Cosmos-Policy-ALOHA-Planning-Model-Predict2-2B

Cosmos Policy | Code | White Paper | Website

Model Overview

Description:

Cosmos-Policy-ALOHA-Planning-Model-Predict2-2B is a 2B-parameter refined world model and value function checkpoint fine-tuned from Cosmos-Policy-ALOHA-Predict2-2B on policy rollout data.

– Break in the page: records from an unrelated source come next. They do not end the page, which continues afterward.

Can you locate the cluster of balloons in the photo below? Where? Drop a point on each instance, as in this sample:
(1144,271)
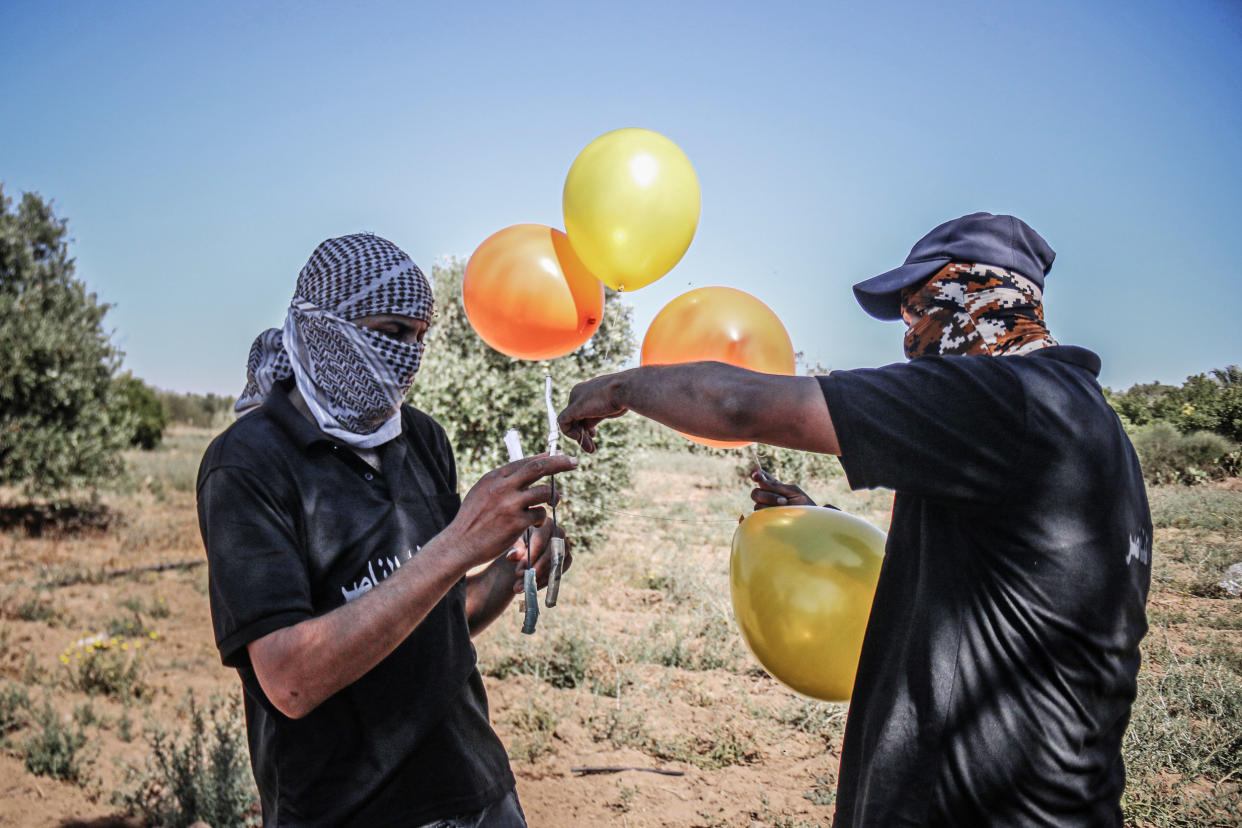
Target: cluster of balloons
(631,205)
(801,577)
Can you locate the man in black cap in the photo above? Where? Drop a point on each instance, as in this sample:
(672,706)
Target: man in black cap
(999,666)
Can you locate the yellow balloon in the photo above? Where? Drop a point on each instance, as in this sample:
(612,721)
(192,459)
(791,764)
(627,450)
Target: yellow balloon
(802,580)
(631,206)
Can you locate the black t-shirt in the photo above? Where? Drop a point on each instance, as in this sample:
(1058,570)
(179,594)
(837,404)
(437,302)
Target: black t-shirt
(296,525)
(1000,659)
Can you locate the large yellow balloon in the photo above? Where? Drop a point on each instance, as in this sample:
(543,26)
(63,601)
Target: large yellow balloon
(802,580)
(631,206)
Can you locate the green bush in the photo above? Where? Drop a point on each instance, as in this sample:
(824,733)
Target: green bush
(1169,456)
(56,750)
(200,775)
(198,410)
(1204,402)
(62,425)
(477,394)
(14,708)
(145,409)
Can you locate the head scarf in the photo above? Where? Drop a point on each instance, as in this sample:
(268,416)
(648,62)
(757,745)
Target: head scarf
(975,309)
(353,379)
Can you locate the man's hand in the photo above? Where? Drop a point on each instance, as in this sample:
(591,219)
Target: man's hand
(771,492)
(540,560)
(502,505)
(590,402)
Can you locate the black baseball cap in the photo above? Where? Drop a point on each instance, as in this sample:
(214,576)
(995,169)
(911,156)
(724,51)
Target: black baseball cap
(980,238)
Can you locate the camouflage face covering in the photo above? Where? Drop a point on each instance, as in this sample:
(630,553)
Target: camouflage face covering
(353,379)
(975,309)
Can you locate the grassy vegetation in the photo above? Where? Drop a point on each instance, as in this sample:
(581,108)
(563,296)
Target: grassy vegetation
(641,661)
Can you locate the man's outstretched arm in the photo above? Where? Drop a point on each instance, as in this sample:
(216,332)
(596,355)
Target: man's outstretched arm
(707,400)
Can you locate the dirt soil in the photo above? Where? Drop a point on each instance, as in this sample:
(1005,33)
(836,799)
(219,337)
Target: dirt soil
(658,679)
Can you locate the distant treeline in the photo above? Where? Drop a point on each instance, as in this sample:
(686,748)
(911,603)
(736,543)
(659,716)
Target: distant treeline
(1185,433)
(196,409)
(149,411)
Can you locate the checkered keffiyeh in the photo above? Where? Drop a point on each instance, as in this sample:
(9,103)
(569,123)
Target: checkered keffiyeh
(352,378)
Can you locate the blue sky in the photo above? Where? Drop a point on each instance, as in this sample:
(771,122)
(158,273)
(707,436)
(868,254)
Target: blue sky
(200,152)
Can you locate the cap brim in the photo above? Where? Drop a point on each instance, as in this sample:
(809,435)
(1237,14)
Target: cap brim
(881,296)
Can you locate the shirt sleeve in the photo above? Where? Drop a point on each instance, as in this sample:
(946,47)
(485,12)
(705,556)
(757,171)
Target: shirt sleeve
(937,427)
(256,572)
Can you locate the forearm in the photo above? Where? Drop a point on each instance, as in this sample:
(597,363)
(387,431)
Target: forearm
(302,666)
(727,402)
(488,594)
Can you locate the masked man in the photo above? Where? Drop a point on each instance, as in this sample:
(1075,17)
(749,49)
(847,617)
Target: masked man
(338,553)
(999,666)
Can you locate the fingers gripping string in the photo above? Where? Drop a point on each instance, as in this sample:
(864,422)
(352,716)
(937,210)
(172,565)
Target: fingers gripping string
(529,585)
(557,544)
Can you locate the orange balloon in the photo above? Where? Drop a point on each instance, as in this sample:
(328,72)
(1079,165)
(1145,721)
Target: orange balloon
(722,325)
(528,296)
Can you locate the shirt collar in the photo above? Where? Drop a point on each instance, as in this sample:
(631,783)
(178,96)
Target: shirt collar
(278,407)
(1072,354)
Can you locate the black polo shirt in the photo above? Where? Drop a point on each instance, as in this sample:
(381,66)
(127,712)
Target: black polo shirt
(1000,659)
(296,525)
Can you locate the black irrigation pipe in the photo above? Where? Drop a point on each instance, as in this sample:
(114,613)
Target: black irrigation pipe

This checkpoint is designed to be used in conjunction with the base Cosmos Policy checkpoint for model-based planning via best-of-N search, achieving a 12.5 percentage point average score increase on challenging ALOHA manipulation tasks.

Key features:

Refined predictions: Fine-tuned on policy rollout data for more accurate world model and value function predictions
Dual deployment: Used alongside base Cosmos Policy checkpoint for model-based planning
Improved performance: Achieves 12.5 percentage point average score increase on challenging ALOHA tasks when used for planning

Use cases:

Model-based planning for bimanual robot manipulation
Best-of-N action selection via value-based search
Improving policy robustness on high-precision tasks
Error avoidance in contact-rich manipulation

This model is for research and development only.

Model Developer: NVIDIA

Model Versions

Cosmos Policy models include the following:

Cosmos-Policy-LIBERO-Predict2-2B: Given current state observations and a task description, generate action sequences, future state predictions, and value estimates for robot manipulation in simulated LIBERO environments.
Cosmos-Policy-RoboCasa-Predict2-2B: Given current state observations and a task description, generate action sequences, future state predictions, and value estimates for robot manipulation in simulated RoboCasa environments.
Cosmos-Policy-ALOHA-Predict2-2B: Given current state observations and a task description, generate action sequences, future state predictions, and value estimates for robot manipulation in real-world ALOHA robot environments.
Cosmos-Policy-ALOHA-Planning-Model-Predict2-2B: Given current state observations, a task description, and action sequences, generate future state predictions and value estimates for robot manipulation in real-world ALOHA robot environments. (This checkpoint is meant to be deployed alongside Cosmos-Policy-ALOHA-Predict2-2B, not independently.)

License:

This model is released under the NVIDIA One-Way Noncommercial License (NSCLv1). For a custom license, please contact cosmos-license@nvidia.com.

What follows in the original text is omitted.